INDOPOSCO.ID – Pemerintah Taliban di Afghanistan membantah seorang pejabat tinggi mereka telah tewas dalam baku tembak dengan musuh, menyusul desas- desus adanya keretakan dalam dalam kelompok militan itu.
Juru bicara Taliban, Sulail Shaheen, menjelaskan Mullah Abdul Ghani Baradar, mantan kepala kantor politik Taliban yang diangkat menjadi wakil perdana menteri pekan lalu, merilis pesan suara yang membantah klaim bahwa Baradar telah tewas ataupun terluka dalam sebuah bentrokan.
“Ia menyatakan itu bohong dan sama sekali tidak berdasar,” tutur Shaheen dalam sebuah cuitan di Twitter seperti dikutip Antara, Selasa (14/9/2021).
Taliban juga merilis rekaman video yang katanya memperlihatkan Baradar dalam pertemuan di kota selatan Kandahar.

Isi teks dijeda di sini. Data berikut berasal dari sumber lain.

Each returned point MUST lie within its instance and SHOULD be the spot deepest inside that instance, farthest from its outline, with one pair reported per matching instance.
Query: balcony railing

Reuters belum memverifikasi rekaman tersebut.
Bantahan itu muncul setelah desas-desus yang tersebar dalam beberapa hari terakhir mengatakan para pendukung Baradar bentrok dengan pendukung Sirajuddin Haqqani.
Haqqani adalah kepala jaringan Haqqani yang berbasis di dekat perbatasan Afghanistan-Pakistan. Dia dituduh bertanggung jawab atas beberapa serangan bunuh diri terburuk selama perang.

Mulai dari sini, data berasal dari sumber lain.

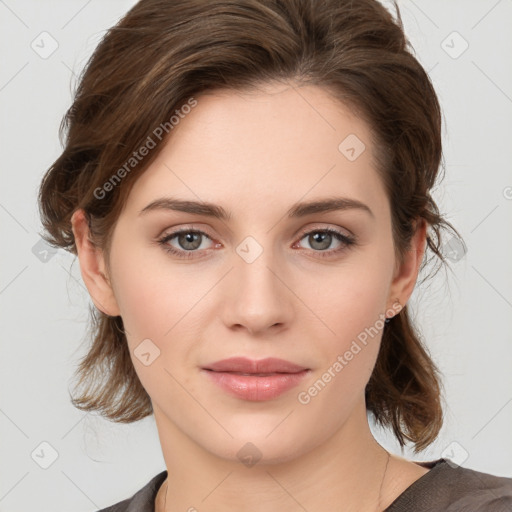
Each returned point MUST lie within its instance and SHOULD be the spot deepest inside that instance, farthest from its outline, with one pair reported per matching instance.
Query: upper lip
(245, 365)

Rumor itu muncul di tengah spekulasi adanya persaingan antara komandan militer seperti Haqqani serta para pemimpin dari kantor politik Taliban di Doha seperti Baradar, yang memimpin upaya diplomatik untuk mencapai penyelesaian damai dengan AS.

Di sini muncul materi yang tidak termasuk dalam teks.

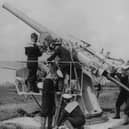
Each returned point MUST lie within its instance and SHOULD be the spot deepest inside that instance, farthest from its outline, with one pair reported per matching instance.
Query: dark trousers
(122, 98)
(126, 111)
(32, 79)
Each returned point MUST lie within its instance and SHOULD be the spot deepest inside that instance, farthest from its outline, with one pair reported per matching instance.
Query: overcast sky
(103, 23)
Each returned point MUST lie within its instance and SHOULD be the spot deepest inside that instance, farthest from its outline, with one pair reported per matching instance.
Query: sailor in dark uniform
(71, 113)
(48, 96)
(124, 94)
(32, 52)
(64, 57)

Taliban sudah kesekian kali membantah spekulasi mengenai adanya perpecahan internal.
Baradar, yang pernah diisukan akan menjadi kepala pemerintahan Taliban, tidak terlihat di depan publik selama beberapa waktu. Ia juga tidak termasuk dalam delegasi menteri yang bertemu dengan Menteri Luar Negeri Qatar Sheikh Mohammed bin Abdulrahman Al-Thani di Kabul pada Minggu.
Pemimpin tertinggi Mullah Haibatullah Akhundzada juga tidak terlihat oleh publik sejak Taliban merebut Kabul pada 15 Agustus, meskipun dia mengeluarkan statment ketika pemerintahan baru dibentuk pekan kemudian.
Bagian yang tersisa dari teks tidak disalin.